Actual humans check our websites?
Google has a dedicated analysis team to this. Although statistics show that only 2% of the total number listed is analysed manually, but you never know when your site can face this screening process. You may have been fine till now, but if manual checking finds a fallacy, you will be de-ranked and asked to review your site.
Why check manually?
After all, it’s a human who is ultimately going to see your page. So, it’s no news that Google pays a certain number of people just to analyse your website. For instance, one such penalty attribute is “Cloaking.” In this, a text is generally hidden from user’s view but is available for Google to see.
It is done by placing white text on a white background.
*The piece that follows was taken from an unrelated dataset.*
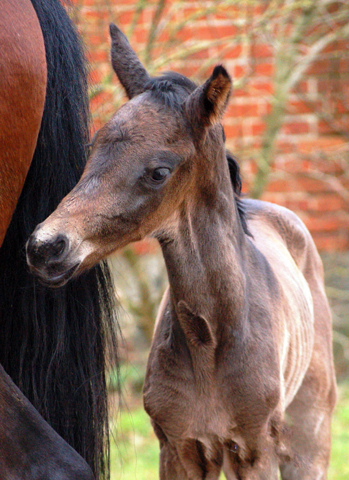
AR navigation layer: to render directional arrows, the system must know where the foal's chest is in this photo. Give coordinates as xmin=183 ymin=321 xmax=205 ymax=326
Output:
xmin=144 ymin=329 xmax=280 ymax=442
Your traffic will increase as Google search will detect this text but users will have no idea about its presence. A person employed by Google will recognize this and send you an alert message.
Same goes for “Sneaky Redirects.” If any user came to your site expecting a travel blog and got redirected to rucksack purchase page, Google won’t entertain this. Manual analysis will again identify this as spam.
What else do they check?
The list is huge. They check your inbound and outbound links, unnatural links, cloaked images, keyword stuffing, spammy free hosts and more. You are caught if you pay people to link to your website. You are also penalized if there is backlinking from irrelevant forums to your web page.
Another major thing that this manual inspection team checks is user-generated spams. For instance, in your blog section and discussion forums, many users can post irrelevant content with no profile picture and their web page link as the username. Although you have no hand in creating these spams, Google will ask you to remove them.
Say I get penalised. What’s next?
First, there is nothing to worry about. And second, follow Google’s analysis of your page and make the necessary changes. For instance, take the user-generated spams for example. You can personally visit every comment and remove them individually. Such spams are generally robot generated so involve the use of “Captcha.”
Various tools are available that may do this cleaning job for you. Employ Website.crawler to detect spammy outbound links, Akismet for user generated spams and Screaming Frog for redirects. After this whole process, resubmit your page and ask Google for reconsideration.
Be thorough in what you do
Don’t just clean your website for the sake of doing it. You don’t want Google to catch your site the second time. If things become too overwhelming, it’s better to employ an SEO expert. Accompany a Google Doc with your site’s resubmission explaining all the changes that you have made and how you intend to avoid them in future. After all, its manual inspection and you can create an impression.
Final tip, keep you content authentic as well. Manual inspection will catch you for this also. Google just does not tolerate duplicate texts.